First, fair and fast processing requires significant investment in decision-making capacity across the board. Fair and fast processing is only possible if there are enough decision-makers to decide and review cases. For example, in the United States, this would require an increase in the number of asylum officers, as well as judges in immigration courts and on the board of immigration appeals. This may look different in other countries, given the diversity in the way asylum and appeal procedures are structured. But regardless of the structure, it is essential that capacity is increased not just for first instance decision-making, but also across all available appellate bodies.
Second, fair and fast processing requires that limited decision-making capacity be used as efficiently as possible. A well thought-out and adaptable way to stream cases into appropriate pathways is one way to achieve this. The Swiss approach uniquely streams every case into accelerated procedures by default, with an ‘off-ramp’ for more complex cases. So, early in the process, a decision-maker assesses whether it will be possible to fairly assess the case within the short timeframes of the accelerated procedures. If not, the complex cases are streamed instead into the extended procedures, which have more flexible procedural timelines (although these too aim for completion within one year).
In practice, the accelerated procedures are used for cases where the facts point to a high likelihood of a person being found to be owed protection, as well as those that are unlikely to succeed. The extended procedures are used for the remainder of ‘hard’ cases which require further investigation.
The benefit of the Swiss approach is that all applicants are treated equally, and the decision about the procedures to which they are allocated is based on an individual assessment of the complexity of their case. Moreover, it prioritizes efficient processing for all applicants, to the extent it is possible to do this fairly.
Third, and most important, applicants must be supported to adequately prepare and put forward their cases. Key to the Swiss efforts in this regard is the fact that every applicant has access to a government-funded, independent lawyer. This recognizes that shorter timelines can only be implemented fairly if applicants have access to legal assistance.
Of course, in a political climate marked by anti-asylum seeker rhetoric, adding more resources to adjudicating claims and providing public funds for legal representation may be hard to sell to the public. However, the Swiss experience demonstrates that this can be overcome through meaningful consultation with relevant stakeholders and effective public communication campaign. Analysis undertaken for the Swiss government by McKinsey & Company in 2015 found that while the proposed reforms would require upfront investment, they would result in overall cost savings flowing from faster processing. The following year, over 66% of Swiss voters supported the new model in a public referendum in 2016.
The Swiss asylum procedures are not perfect. NGOs have criticized the quick timelines, as well as the conditions in Federal Asylum Centres where applicants are held for the duration of the accelerated procedures. The procedures have also been under pressure in the face of increases in asylum applications, reflecting the broader increase in applications across Europe since 2023. This underscores the need for ongoing demand-driven investment in decision-making capacity.

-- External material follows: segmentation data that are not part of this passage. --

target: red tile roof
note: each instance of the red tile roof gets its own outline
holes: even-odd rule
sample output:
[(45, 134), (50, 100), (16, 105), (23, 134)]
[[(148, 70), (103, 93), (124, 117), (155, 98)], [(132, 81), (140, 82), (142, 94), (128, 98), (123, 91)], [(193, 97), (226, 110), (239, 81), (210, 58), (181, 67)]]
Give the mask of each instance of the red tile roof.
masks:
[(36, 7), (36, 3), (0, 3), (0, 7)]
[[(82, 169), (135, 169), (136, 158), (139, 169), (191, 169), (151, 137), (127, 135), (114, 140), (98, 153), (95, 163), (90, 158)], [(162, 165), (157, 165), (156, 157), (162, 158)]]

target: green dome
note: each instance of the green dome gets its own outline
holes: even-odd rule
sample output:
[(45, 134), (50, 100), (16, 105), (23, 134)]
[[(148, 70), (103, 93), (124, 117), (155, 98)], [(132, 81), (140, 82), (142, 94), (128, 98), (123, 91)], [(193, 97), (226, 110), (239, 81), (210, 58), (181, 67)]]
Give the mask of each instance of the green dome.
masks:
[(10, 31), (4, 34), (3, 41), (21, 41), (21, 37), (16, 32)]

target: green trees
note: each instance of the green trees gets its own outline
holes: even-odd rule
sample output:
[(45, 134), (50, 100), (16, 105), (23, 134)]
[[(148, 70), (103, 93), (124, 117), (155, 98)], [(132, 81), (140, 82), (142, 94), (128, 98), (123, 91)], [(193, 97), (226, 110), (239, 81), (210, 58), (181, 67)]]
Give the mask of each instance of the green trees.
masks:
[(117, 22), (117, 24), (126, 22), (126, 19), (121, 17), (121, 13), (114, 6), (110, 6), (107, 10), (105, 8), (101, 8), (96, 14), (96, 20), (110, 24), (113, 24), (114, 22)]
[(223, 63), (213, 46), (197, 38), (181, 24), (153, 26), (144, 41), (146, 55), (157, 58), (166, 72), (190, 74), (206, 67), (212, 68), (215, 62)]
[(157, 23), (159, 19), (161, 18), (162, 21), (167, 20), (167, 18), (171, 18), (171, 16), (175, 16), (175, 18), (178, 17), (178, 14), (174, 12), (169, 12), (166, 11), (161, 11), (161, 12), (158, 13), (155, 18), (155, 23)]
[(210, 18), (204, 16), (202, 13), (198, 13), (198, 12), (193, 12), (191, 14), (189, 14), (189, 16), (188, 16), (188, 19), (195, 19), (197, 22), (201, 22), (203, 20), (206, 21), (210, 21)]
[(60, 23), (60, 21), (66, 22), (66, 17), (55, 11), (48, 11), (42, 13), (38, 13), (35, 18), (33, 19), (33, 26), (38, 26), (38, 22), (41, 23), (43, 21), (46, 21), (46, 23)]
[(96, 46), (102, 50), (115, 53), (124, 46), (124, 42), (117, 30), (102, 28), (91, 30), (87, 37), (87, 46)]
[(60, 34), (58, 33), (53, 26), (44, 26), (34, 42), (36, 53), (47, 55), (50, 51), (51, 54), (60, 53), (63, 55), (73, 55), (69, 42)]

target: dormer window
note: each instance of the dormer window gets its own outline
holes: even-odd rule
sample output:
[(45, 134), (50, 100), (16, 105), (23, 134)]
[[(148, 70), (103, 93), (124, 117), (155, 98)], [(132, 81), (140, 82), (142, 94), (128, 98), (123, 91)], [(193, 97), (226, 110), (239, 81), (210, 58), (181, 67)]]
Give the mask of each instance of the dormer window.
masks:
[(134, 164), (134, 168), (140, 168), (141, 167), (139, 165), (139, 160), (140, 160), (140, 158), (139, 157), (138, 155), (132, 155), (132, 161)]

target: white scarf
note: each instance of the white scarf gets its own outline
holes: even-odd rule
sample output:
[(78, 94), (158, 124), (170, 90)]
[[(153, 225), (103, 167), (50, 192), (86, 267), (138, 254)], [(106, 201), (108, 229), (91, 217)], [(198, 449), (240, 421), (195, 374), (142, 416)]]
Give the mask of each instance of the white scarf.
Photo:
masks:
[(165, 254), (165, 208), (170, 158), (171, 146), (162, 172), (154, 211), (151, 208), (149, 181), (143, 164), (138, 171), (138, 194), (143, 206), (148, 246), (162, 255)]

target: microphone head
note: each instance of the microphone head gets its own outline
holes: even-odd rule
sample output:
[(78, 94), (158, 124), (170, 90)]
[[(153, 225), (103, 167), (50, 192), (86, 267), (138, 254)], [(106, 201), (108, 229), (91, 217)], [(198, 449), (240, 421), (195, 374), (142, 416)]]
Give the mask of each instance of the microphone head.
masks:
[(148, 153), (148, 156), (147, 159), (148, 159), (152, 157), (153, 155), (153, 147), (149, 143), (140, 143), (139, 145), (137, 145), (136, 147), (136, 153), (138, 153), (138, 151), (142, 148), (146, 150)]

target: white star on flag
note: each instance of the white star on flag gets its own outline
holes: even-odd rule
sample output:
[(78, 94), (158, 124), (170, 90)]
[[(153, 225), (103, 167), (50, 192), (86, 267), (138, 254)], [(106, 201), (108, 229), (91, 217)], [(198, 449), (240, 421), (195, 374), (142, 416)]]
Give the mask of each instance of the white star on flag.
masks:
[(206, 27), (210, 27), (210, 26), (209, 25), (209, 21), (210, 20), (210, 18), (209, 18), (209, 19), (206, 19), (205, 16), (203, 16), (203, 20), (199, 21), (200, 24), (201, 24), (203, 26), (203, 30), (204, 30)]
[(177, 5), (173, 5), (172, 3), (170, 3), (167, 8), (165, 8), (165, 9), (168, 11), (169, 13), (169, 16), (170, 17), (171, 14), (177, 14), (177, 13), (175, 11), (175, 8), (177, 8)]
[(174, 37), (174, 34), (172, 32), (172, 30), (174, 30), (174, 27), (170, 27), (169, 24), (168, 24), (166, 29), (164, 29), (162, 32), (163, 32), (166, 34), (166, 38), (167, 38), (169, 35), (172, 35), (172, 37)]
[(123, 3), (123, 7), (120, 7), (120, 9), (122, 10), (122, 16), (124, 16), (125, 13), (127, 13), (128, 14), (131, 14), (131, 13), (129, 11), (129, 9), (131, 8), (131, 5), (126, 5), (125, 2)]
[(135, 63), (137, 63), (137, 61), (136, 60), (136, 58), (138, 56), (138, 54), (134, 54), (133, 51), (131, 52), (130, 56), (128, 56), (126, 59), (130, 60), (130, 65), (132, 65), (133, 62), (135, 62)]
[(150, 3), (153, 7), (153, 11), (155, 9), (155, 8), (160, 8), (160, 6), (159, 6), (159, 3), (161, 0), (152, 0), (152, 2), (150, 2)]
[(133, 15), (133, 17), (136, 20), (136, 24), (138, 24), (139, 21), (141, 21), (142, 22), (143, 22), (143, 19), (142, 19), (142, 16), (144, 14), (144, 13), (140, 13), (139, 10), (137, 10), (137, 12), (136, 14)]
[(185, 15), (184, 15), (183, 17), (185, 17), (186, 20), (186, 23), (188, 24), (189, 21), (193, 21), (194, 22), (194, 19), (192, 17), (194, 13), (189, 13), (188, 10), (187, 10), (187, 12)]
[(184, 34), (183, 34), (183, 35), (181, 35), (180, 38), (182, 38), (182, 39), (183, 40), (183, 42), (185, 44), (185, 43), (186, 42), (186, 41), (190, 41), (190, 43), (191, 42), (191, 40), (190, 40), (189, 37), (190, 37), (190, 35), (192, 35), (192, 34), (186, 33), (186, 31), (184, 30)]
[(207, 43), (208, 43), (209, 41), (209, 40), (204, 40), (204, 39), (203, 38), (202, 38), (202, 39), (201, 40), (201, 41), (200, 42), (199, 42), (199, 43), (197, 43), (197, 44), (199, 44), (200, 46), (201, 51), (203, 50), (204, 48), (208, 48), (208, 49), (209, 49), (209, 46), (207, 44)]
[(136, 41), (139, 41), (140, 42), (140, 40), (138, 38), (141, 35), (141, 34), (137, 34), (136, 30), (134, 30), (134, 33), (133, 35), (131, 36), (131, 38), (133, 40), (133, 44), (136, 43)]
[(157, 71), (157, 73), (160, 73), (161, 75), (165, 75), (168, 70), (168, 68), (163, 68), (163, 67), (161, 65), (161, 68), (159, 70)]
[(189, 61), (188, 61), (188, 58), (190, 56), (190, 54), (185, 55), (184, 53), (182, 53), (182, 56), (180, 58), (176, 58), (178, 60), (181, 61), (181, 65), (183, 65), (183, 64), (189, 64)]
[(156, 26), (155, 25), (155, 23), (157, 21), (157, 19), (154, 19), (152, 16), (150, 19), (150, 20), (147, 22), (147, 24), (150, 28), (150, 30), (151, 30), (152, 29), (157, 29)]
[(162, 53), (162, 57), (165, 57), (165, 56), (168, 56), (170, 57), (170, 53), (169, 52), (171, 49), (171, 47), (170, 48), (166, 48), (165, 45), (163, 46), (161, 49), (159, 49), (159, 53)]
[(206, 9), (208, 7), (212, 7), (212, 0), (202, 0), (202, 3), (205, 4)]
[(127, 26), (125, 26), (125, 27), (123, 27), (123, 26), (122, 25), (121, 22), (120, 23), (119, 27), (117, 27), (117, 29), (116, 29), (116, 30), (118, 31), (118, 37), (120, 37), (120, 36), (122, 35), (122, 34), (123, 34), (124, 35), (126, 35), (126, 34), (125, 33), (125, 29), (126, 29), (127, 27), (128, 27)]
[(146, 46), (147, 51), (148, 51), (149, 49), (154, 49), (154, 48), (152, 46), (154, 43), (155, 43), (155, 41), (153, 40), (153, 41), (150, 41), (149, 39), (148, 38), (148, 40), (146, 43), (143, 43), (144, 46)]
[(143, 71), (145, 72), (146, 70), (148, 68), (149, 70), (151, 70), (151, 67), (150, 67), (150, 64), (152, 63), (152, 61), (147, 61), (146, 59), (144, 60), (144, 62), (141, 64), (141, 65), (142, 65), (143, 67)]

Despite these shortcomings, the Swiss example remains the closest to best practice fair and fast asylum procedures. With pressure on the multilateral system, national governments and refugees themselves, there is no time to waste in implementing a better approach. The central premise of the successful Swiss reforms – that fairness, contributes, rather than detracts from efficiency – holds valuable lessons for other countries that want to effectively deal with the challenge of backlogs and delays.